Debo reconocer que su estrategia y respuesta me dejaron perplejo. Y en cuanto me repuse, comencé a pensar en qué cosas habían en esa tierna conversación sobre unicornios, que había permitido a una niña de 5 años resolver un problema.

Primero que todo, de por medio hay un tema de interés para la Sofí: los unicornios. Le atraen tanto, que está dispuesta a hablar de ellos, a describirlos, a dibujarlos, etc. También, si notan en el relato, las preguntas que enfrenta Sofía van incrementando su dificultad y al mismo tiempo, guiándola para que enfrente la pregunta más compleja: la cantidad total de dedos que tienen los unicornios. Si la conversación hubiese sido algo como: “¿Así que te gustan los unicornios? Dime entonces cuántos dedos tienen en total”. Creo que por mucho que le gustara el tema, la conversación hubiese durado muy poco tiempo. Además, si notaron, tampoco presioné a la niña para que respondiera mis preguntas o me reí con incredulidad de las cosas que contaba. Sus descripciones eran tan reales para sí misma –y probablemente mi cara de interés era tal- que se animó a charlar sin miedo. Ese clima de confianza y respeto en el que se desarrolló la conversación, pienso que permitió a la Sofí desplegar su imaginación, su creatividad y sus habilidades de razonamiento para sacar un cálculo, quizás algo complejo para su edad.

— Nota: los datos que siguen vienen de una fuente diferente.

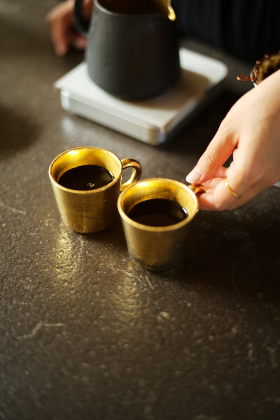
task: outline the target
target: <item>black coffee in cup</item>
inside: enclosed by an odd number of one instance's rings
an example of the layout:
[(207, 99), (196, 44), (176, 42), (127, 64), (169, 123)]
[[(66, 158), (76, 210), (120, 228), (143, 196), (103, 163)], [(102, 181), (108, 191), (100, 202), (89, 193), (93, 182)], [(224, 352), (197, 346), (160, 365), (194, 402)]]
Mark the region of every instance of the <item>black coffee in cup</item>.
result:
[(128, 214), (132, 220), (148, 226), (174, 225), (188, 217), (187, 212), (177, 203), (166, 198), (153, 198), (135, 205)]
[(114, 177), (105, 168), (98, 165), (83, 165), (64, 172), (58, 184), (71, 189), (87, 191), (105, 186)]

Lamentablemente muchos niños en la escuela no están teniendo interacciones como la de mi historia. En la sala de clases la mayor parte del tiempo debes estar sentado, escribir lo que dice el profesor, hacer 20 ejercicios iguales al de la pizarra y otras cosas por el estilo, que no despiertan el interés de ninguno.

Ese modelo tradicional de enseñanza, donde el profesor es el protagonista, está mermando el desarrollo de las habilidades en estudiantes de todas las edades. E ingenuamente tendemos a creer que nuestros niños no tienen las capacidades suficientes, que tienen problemas de concentración, que necesitan medicamentos, etcétera. Cuando la realidad es que ellos no están teniendo las oportunidades para demostrar realmente lo capaces y hábiles que pueden llegar a ser, en las áreas que les interesan.

Vale la pena recordar la tremenda sorpresa que nos llevamos los que trabajamos en la iniciativa ARPA, cuando un grupo de niños de primero básico de la comuna de Rengo, encontró una solución –desconocida por nosotros- al problema de las baldosas de Teresa (VER NOTICIA). Eran niños con apenas 6 años de edad, desplegando su creatividad, en una situación desafiante que llamó su atención. Sin embargo, nada de eso habría sido posible sin la oportunidad que tuvieron (en su propia clase de matemática) de llevar a cabo un trabajo de ese estilo. Y esa oportunidad debería ser la misma para todos los niños y jóvenes chilenos.

Quizás cuántos de nuestros estudiantes tienen ideas innovadoras, creativas y sorprendentes, que por falta de oportunidades, no pueden desarrollarlas y compartirlas.

La iniciativa ARPA realiza día a día un gran esfuerzo, en muchas aulas de nuestro país, para ofrecer la oportunidad a miles de niños y jóvenes, de desarrollar su creatividad, su imaginación y sus habilidades de resolución de problemas, al enfrentar situaciones entretenidas e interesantes. Cualidades que, desarrolladas y promovidas a lo largo de sus vidas, resultan ser cruciales para el aprendizaje de una disciplina tan hermosa y compleja como lo es la matemática.